If, in such atmosphere of international cooperation, we come to a conclusion that there is no other way to destroy ISIS than to organize a comprehensive military intervention, then it is essential to obtain a mandate from the UN Security Council. I am aware how important the role of the United Nations is when it comes to regulating the international affairs in a peaceful and prosperous manner. Let me mention, at this point, that this is yet another reason why Slovenia is proposing its former President, Dr Danilo Türk, to become the new Secretary- General.

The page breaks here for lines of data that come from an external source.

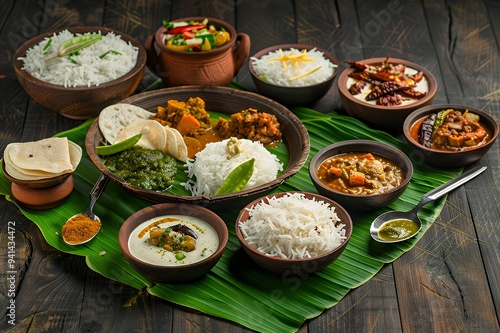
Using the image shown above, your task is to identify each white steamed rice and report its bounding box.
[181,139,283,196]
[19,30,139,87]
[239,193,346,259]
[251,48,337,87]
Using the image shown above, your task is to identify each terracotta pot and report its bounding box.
[145,17,250,87]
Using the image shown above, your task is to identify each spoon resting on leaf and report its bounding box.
[370,166,486,243]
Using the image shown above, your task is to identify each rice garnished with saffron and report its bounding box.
[250,48,337,87]
[181,139,283,196]
[19,30,139,87]
[239,193,346,259]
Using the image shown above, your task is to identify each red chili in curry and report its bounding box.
[316,152,404,195]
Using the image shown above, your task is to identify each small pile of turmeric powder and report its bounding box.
[62,214,101,244]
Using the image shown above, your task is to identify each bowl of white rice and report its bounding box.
[248,44,338,106]
[13,26,146,119]
[235,192,353,277]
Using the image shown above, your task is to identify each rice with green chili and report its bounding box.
[239,193,346,259]
[19,30,139,87]
[181,139,283,196]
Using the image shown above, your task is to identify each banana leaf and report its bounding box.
[0,108,462,332]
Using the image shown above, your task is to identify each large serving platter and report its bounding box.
[85,86,310,209]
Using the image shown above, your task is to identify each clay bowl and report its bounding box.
[2,160,74,210]
[13,26,146,119]
[309,140,413,212]
[403,104,498,168]
[85,86,309,210]
[248,44,338,106]
[337,58,437,133]
[118,203,228,283]
[145,16,250,87]
[235,192,353,278]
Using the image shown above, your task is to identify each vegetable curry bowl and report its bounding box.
[145,17,250,87]
[309,140,413,211]
[403,104,498,168]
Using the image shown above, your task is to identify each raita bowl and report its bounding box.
[118,203,228,283]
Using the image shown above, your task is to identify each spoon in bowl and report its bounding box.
[62,173,109,245]
[370,166,486,243]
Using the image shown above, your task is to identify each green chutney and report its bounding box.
[378,219,419,241]
[104,146,177,191]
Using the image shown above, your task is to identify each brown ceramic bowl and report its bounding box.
[145,16,250,87]
[248,44,338,106]
[338,58,437,133]
[309,140,413,212]
[85,86,309,210]
[235,192,353,278]
[118,203,228,283]
[403,104,498,168]
[13,26,146,119]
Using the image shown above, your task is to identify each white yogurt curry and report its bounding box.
[128,215,219,266]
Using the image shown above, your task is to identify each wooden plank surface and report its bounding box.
[0,0,500,333]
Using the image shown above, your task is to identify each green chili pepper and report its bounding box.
[42,38,52,54]
[463,110,479,123]
[433,109,453,131]
[95,133,142,155]
[215,158,255,195]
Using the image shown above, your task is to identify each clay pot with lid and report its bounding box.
[145,17,250,87]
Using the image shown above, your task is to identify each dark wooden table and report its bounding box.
[0,0,500,332]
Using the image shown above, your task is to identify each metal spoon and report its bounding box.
[370,166,486,243]
[62,173,109,245]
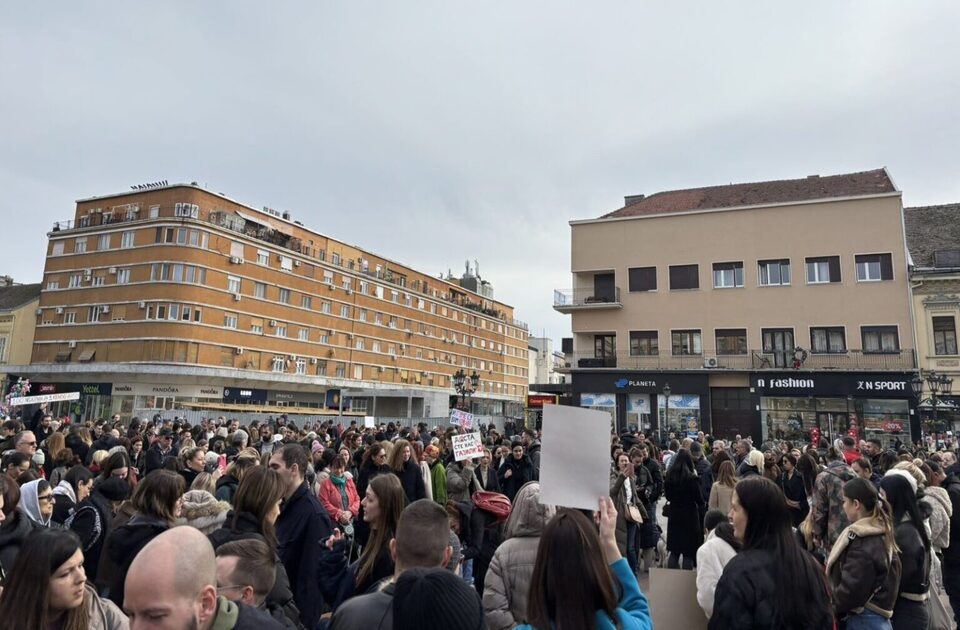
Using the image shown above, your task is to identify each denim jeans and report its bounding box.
[843,610,892,630]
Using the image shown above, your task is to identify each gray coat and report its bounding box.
[483,481,556,630]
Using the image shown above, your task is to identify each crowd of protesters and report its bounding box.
[0,408,960,630]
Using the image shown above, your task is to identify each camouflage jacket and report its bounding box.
[813,459,856,554]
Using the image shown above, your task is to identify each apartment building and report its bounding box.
[554,169,919,442]
[3,183,527,428]
[903,203,960,431]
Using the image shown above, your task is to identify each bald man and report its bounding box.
[123,526,283,630]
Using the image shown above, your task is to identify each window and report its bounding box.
[713,262,743,289]
[670,330,703,355]
[810,326,847,354]
[630,330,660,357]
[173,203,200,219]
[860,326,900,353]
[628,267,657,291]
[757,258,790,287]
[806,256,840,284]
[670,265,700,291]
[933,315,957,354]
[716,328,747,355]
[854,254,893,282]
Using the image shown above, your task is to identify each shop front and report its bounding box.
[572,372,710,441]
[750,372,920,447]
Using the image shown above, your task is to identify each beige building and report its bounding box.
[903,204,960,431]
[554,169,915,441]
[0,276,40,365]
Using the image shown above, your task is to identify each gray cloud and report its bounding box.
[0,1,960,346]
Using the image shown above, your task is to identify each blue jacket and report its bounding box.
[514,558,653,630]
[277,482,332,628]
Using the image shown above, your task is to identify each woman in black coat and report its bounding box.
[663,449,706,569]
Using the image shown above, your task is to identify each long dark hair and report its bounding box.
[527,508,619,630]
[0,527,90,630]
[880,473,930,551]
[663,448,697,483]
[734,476,831,630]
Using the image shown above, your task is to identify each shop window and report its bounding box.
[933,315,957,355]
[860,326,900,353]
[713,262,743,289]
[670,330,703,356]
[716,328,747,354]
[810,326,847,354]
[757,258,790,287]
[806,256,840,284]
[855,254,893,282]
[628,267,657,291]
[670,265,700,291]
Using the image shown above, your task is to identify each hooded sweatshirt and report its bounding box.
[17,479,50,527]
[483,481,556,630]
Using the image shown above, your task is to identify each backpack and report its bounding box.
[471,490,512,523]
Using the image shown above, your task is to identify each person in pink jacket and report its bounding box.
[317,457,360,535]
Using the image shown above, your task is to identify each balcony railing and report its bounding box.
[553,287,623,313]
[566,349,917,371]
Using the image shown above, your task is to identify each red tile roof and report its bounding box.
[601,168,896,219]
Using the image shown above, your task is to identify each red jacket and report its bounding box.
[317,478,360,524]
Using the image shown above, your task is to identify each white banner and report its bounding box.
[452,433,483,462]
[10,392,80,407]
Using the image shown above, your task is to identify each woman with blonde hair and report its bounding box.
[707,460,737,514]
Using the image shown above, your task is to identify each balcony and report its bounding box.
[553,287,623,313]
[566,349,916,372]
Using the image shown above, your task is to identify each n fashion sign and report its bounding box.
[750,372,912,398]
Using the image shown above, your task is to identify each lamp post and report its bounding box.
[453,368,480,411]
[657,383,670,446]
[910,370,953,436]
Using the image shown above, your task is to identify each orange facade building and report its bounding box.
[10,184,528,418]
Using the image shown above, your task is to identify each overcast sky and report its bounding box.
[0,0,960,346]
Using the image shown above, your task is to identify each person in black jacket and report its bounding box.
[880,470,931,630]
[708,475,834,630]
[497,442,535,503]
[386,440,427,503]
[270,444,333,628]
[663,449,709,569]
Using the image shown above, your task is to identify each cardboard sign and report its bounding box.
[452,433,483,462]
[647,569,707,630]
[540,405,610,510]
[450,409,473,430]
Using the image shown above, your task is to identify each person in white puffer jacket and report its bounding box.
[697,510,740,619]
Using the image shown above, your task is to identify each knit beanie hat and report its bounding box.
[393,568,486,630]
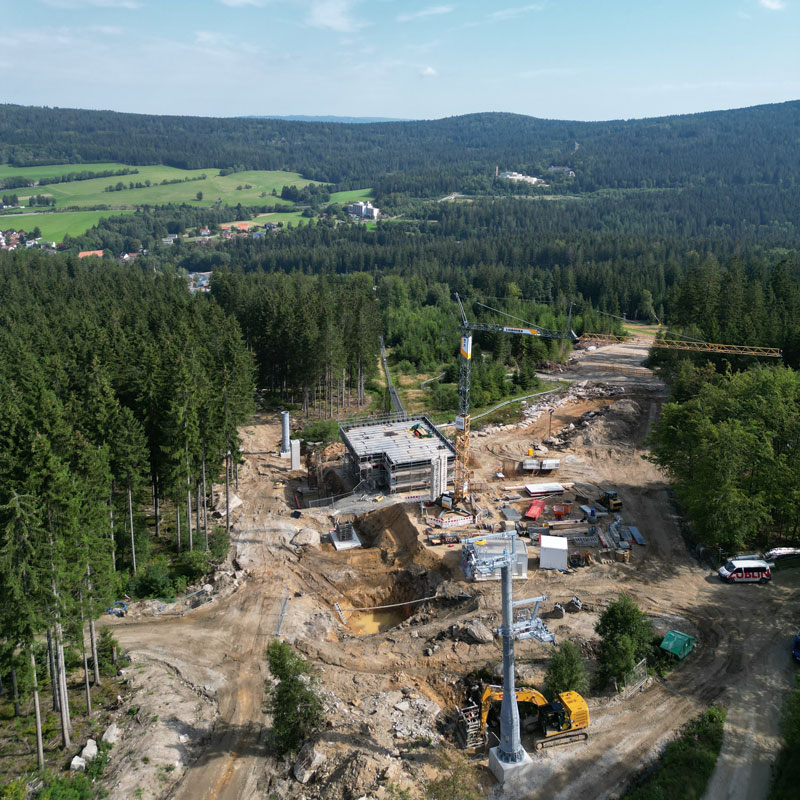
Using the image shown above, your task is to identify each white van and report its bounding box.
[717,558,772,583]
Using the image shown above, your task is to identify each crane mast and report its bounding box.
[453,293,577,504]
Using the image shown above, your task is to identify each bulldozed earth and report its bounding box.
[98,347,800,800]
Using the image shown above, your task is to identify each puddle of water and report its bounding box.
[347,606,408,636]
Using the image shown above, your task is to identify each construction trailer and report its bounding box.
[461,534,528,581]
[339,417,456,493]
[539,534,569,570]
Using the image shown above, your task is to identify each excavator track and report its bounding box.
[536,731,589,750]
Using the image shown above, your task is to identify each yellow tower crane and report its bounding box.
[453,293,578,505]
[453,293,781,505]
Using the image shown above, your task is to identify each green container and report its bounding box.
[660,631,695,659]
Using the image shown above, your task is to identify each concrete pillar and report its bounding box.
[290,439,300,472]
[281,411,290,453]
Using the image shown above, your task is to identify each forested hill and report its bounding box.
[0,101,800,194]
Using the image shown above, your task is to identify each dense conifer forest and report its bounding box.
[0,252,253,764]
[0,103,800,768]
[0,102,800,195]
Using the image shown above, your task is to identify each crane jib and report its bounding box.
[503,325,539,336]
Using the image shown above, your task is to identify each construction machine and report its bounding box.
[453,294,578,505]
[600,491,622,513]
[458,685,589,750]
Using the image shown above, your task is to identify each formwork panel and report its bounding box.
[339,417,455,492]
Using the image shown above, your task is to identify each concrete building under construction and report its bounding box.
[339,417,456,495]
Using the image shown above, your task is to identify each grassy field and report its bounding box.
[0,164,312,208]
[0,211,133,242]
[250,211,314,227]
[331,189,372,203]
[0,162,130,180]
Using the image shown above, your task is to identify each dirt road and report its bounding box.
[108,345,800,800]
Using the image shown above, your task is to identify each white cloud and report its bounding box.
[219,0,266,8]
[44,0,142,9]
[489,3,544,20]
[194,31,231,47]
[397,6,453,22]
[308,0,364,33]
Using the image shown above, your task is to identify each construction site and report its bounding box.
[98,331,800,800]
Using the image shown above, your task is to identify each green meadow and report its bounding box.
[0,211,132,242]
[0,162,371,241]
[0,164,312,208]
[331,189,372,203]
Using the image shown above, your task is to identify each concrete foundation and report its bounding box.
[489,747,533,786]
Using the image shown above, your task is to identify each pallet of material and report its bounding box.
[542,519,589,531]
[581,506,608,519]
[525,483,567,497]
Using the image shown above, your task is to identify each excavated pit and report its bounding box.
[328,505,449,636]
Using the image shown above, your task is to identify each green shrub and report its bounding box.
[175,550,209,583]
[35,774,95,800]
[425,748,486,800]
[0,778,28,800]
[130,556,175,600]
[303,420,339,444]
[267,640,323,755]
[208,525,231,564]
[97,628,130,678]
[595,592,653,685]
[544,642,589,700]
[86,741,112,782]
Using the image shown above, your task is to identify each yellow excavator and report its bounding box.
[457,685,589,750]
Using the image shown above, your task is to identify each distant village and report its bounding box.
[494,164,575,189]
[0,196,381,262]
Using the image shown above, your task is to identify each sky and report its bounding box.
[0,0,800,120]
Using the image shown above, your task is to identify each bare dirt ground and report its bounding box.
[101,346,800,800]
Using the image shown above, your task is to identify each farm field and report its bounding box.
[0,164,312,208]
[331,189,372,203]
[0,211,133,242]
[244,211,313,226]
[0,161,131,181]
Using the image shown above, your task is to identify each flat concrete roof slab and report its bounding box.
[341,417,455,465]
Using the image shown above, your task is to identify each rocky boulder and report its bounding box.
[292,528,319,547]
[100,722,120,745]
[81,739,97,761]
[459,619,494,644]
[292,744,326,783]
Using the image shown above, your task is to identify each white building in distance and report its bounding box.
[347,200,381,219]
[500,172,547,186]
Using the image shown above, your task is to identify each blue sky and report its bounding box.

Slovenia has no complex political issues with another state, which could not be solved through mutual dialogue in a peaceful manner. Slovenia makes efforts to establish as many friendships around the globe as possible. In the future, the Slovenian European-related as well as its foreign policy will continue to serve as instruments of peace, friendship and comprehensive cooperation between all nations and countries. The same as most other countries, Slovenia will pay great attention to good neighbourly relations, to the enhancement of trust and cooperation with countries in the two central integrations ‒ the European Union and Nato, and to its relations with strategic partners. We will make efforts to enhance our relations with countries who have so far, due to various objective reasons, not received enough of our political and economic attention. Preserving the international peace and safety is our primary task, which we are obliged to carry out decisively and wisely, also on behalf of our children and grandchildren.
Please convey my best wishes at the beginning of this year to the leaders of your nations with a sincere hope that we will enhance our mutual trust and cooperation for the benefit of the people we represent.